SACRAMENTO, Calif. - California Republicans were trying to contain a fire of their own making a day before voting ends in the recall election against Democratic Gov. Gavin Newsom, persuading their voters to turn out Tuesday even as party leaders promoted unsubstantiated claims that the race was rigged or compromised by misconduct.
Larry Elder, one of the leading Republican candidates seeking to replace Newsom if the recall succeeds, has said he believes "there might very well be shenanigans, as there were in the 2020 election." His campaign website has a link to a "Stop CA Fraud" website where people can report suspicious voting activity or sign a petition demanding a special legislative session to investigate an election that isn’t even over. The language is lifted from a petition circulated to help former President Donald Trump’s effort to overturn the results of last year’s presidential election.

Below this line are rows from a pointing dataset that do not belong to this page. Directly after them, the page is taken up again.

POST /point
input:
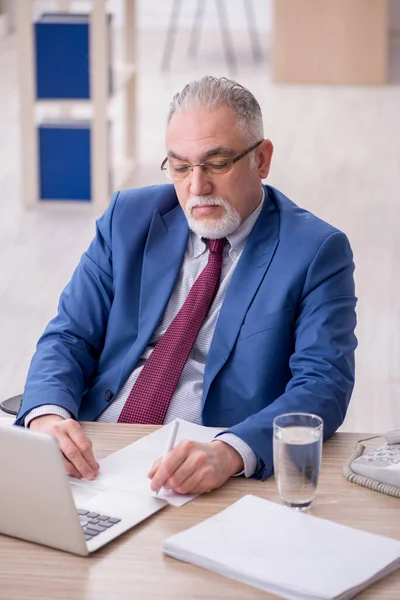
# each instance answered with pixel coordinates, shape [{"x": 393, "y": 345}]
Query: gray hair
[{"x": 211, "y": 93}]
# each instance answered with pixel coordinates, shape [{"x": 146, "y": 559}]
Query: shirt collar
[{"x": 237, "y": 239}]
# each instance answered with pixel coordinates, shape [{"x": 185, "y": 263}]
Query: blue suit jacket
[{"x": 284, "y": 340}]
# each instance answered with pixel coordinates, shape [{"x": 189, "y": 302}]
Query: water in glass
[{"x": 297, "y": 460}]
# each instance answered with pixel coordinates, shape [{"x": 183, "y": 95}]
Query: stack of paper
[
  {"x": 282, "y": 551},
  {"x": 127, "y": 468}
]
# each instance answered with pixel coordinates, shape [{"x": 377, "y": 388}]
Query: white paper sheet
[
  {"x": 127, "y": 468},
  {"x": 292, "y": 554}
]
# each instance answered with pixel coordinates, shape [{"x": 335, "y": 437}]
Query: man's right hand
[{"x": 74, "y": 444}]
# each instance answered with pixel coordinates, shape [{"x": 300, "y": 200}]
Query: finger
[
  {"x": 83, "y": 444},
  {"x": 73, "y": 455},
  {"x": 192, "y": 482},
  {"x": 170, "y": 465},
  {"x": 71, "y": 471}
]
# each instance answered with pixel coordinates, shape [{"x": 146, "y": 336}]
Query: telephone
[{"x": 377, "y": 469}]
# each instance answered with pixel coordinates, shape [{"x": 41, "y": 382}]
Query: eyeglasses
[{"x": 176, "y": 169}]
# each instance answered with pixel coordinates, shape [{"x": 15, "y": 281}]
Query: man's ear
[{"x": 264, "y": 157}]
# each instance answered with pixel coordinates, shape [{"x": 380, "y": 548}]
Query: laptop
[{"x": 37, "y": 503}]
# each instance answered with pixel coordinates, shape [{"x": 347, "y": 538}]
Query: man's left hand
[{"x": 194, "y": 468}]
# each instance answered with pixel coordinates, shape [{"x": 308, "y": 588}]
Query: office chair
[{"x": 11, "y": 405}]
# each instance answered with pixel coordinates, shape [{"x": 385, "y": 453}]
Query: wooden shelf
[{"x": 99, "y": 108}]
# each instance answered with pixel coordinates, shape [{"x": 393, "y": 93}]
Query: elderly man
[{"x": 214, "y": 299}]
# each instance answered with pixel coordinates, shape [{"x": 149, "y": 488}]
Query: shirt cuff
[
  {"x": 249, "y": 457},
  {"x": 46, "y": 409}
]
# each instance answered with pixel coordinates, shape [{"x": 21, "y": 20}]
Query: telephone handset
[{"x": 379, "y": 468}]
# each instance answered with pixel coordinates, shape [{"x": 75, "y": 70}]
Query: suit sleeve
[
  {"x": 322, "y": 364},
  {"x": 67, "y": 352}
]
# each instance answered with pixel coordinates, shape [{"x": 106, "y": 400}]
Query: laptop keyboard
[{"x": 94, "y": 523}]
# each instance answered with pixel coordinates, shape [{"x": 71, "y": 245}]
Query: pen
[{"x": 171, "y": 441}]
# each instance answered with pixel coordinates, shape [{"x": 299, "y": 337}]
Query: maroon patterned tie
[{"x": 149, "y": 398}]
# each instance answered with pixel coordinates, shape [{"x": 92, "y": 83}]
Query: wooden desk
[{"x": 133, "y": 566}]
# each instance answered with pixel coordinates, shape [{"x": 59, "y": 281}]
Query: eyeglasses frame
[{"x": 231, "y": 161}]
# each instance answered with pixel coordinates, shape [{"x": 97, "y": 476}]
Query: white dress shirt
[{"x": 186, "y": 402}]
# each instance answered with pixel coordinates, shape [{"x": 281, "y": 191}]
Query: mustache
[{"x": 204, "y": 201}]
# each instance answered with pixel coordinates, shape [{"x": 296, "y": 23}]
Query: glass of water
[{"x": 297, "y": 457}]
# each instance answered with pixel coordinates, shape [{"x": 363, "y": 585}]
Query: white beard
[{"x": 212, "y": 229}]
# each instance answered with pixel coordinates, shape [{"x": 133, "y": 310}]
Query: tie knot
[{"x": 217, "y": 246}]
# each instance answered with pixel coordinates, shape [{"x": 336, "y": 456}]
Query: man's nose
[{"x": 200, "y": 183}]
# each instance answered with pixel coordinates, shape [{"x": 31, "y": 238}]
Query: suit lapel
[
  {"x": 249, "y": 273},
  {"x": 162, "y": 260}
]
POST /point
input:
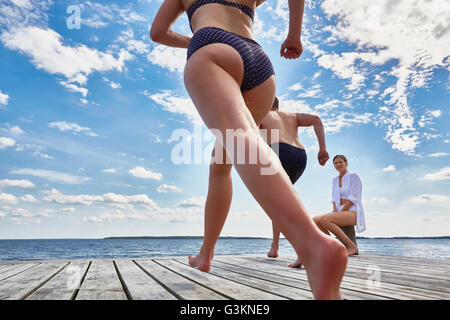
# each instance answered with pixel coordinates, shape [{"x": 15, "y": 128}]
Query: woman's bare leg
[
  {"x": 334, "y": 220},
  {"x": 212, "y": 78},
  {"x": 273, "y": 252},
  {"x": 317, "y": 222},
  {"x": 218, "y": 203}
]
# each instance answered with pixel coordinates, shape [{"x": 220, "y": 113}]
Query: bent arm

On Monday, Trump, who has continued to promote falsehoods about his loss in the 2020 election, issued a statement saying, "Does anybody really believe the California Recall Election isn’t rigged?"
That messaging poses problems for Republican Party officials, who are encouraging everyone to vote while also promoting a narrative that California’s election security can’t be trusted. Harmeet Dhillon, an attorney and the national committeewoman of the Republican National Committee for California, said she made a video with her husband showing how they cast ballots by mail and urging everyone to do the same.
But Dhillon also said she could not say whether California’s election will be safe and secure, detailing numerous problems that she said she and a team of attorneys monitoring the election have witnessed.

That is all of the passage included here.